SAN JOSE, Calif. — The seeds of championship dreams were planted during a meeting in May.
Colorado coach Mike MacIntyre shuttered himself in a room full of his experienced players and spoke from the heart.
“That was our defining moment,” MacIntyre said. “It was just me and the players. Period. We gelled at that time, walking out of that meeting, and we were either going to get it done or we weren’t. They decided they were going to get it done. After that the work ethic, the attitude, the sacrifice, the team camaraderie — all the things you hear about, the cliches — they all came together.”
MacIntyre during the meeting didn’t yet mention pursuit of an appearance in the Pac-12 championship game — a mission that seems increasingly possible, if not probable after Saturday’s 10-5 victory at Stanford — and it wasn’t about setting goals. It was about letting his players know the time had come to “rise from the ashes.”
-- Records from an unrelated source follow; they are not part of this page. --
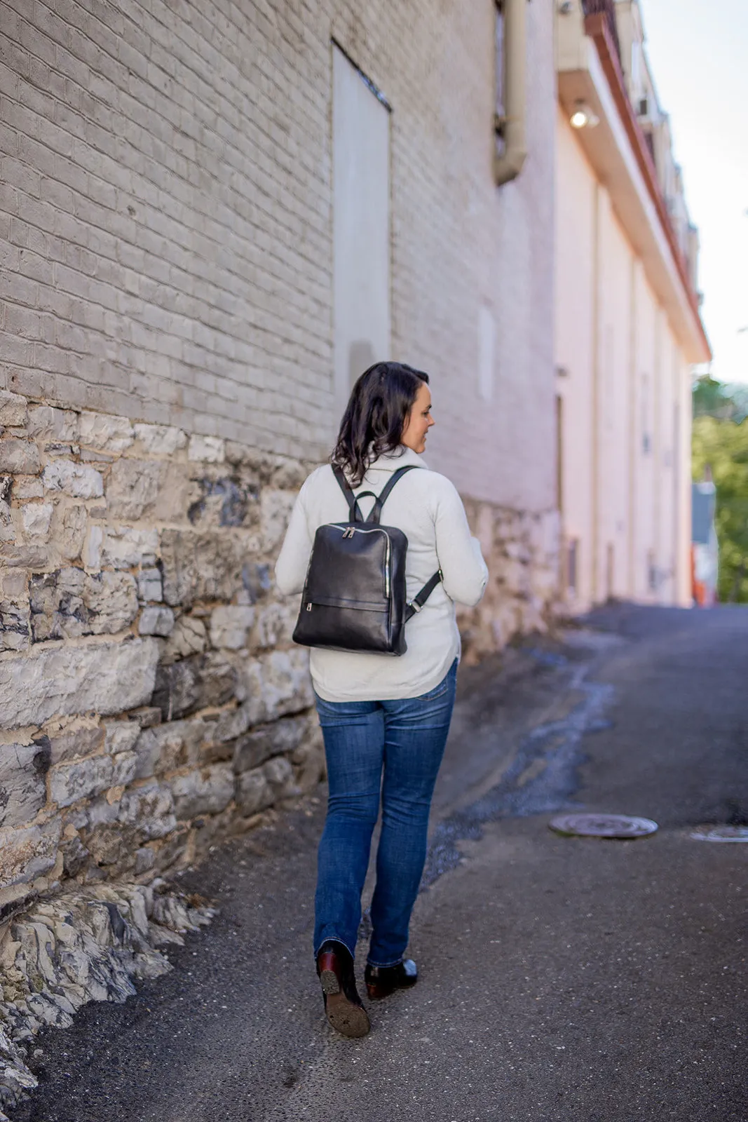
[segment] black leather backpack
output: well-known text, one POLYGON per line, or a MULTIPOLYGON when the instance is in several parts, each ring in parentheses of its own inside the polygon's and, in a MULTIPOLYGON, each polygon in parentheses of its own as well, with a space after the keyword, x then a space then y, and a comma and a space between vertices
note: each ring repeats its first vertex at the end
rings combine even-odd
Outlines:
POLYGON ((441 570, 406 601, 405 557, 408 540, 401 530, 381 526, 381 508, 393 487, 415 465, 396 471, 375 499, 363 521, 359 503, 340 468, 333 468, 350 511, 350 522, 318 526, 306 572, 294 642, 333 651, 405 654, 405 624, 442 579, 441 570))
“I knew that’s where we were at in that process,” MacIntyre said.
That sixth sense MacIntyre has for the team he’s directed for four seasons has been one of the biggest factors in CU’s resurgence in 2016. Take the scene before the fourth quarter on the sideline at Stanford Stadium, when MacIntyre bellowed at his senior quarterback, Sefo Liufau, imploring him pick up the energy and rally his charges on offense.
You don’t get a response from that kind of exchange without the foundation of a deep relationship, one MacIntyre has cultivated with the quarterback through four seasons of ups and downs. CU won’t write home about Saturday’s offensive performance. But when Liufau found daylight and scampered for a 10-yard run late in the fourth quarter, bringing CU into the range of even the shakiest of kickers, the unit had done just enough to preserve a landmark victory.
“That’s just his way of trying to spark me,” Liufau said. “It’s all love in the game. Me and him have a good connection, and it’s heat of the moment. He told me to keep leading my guys.”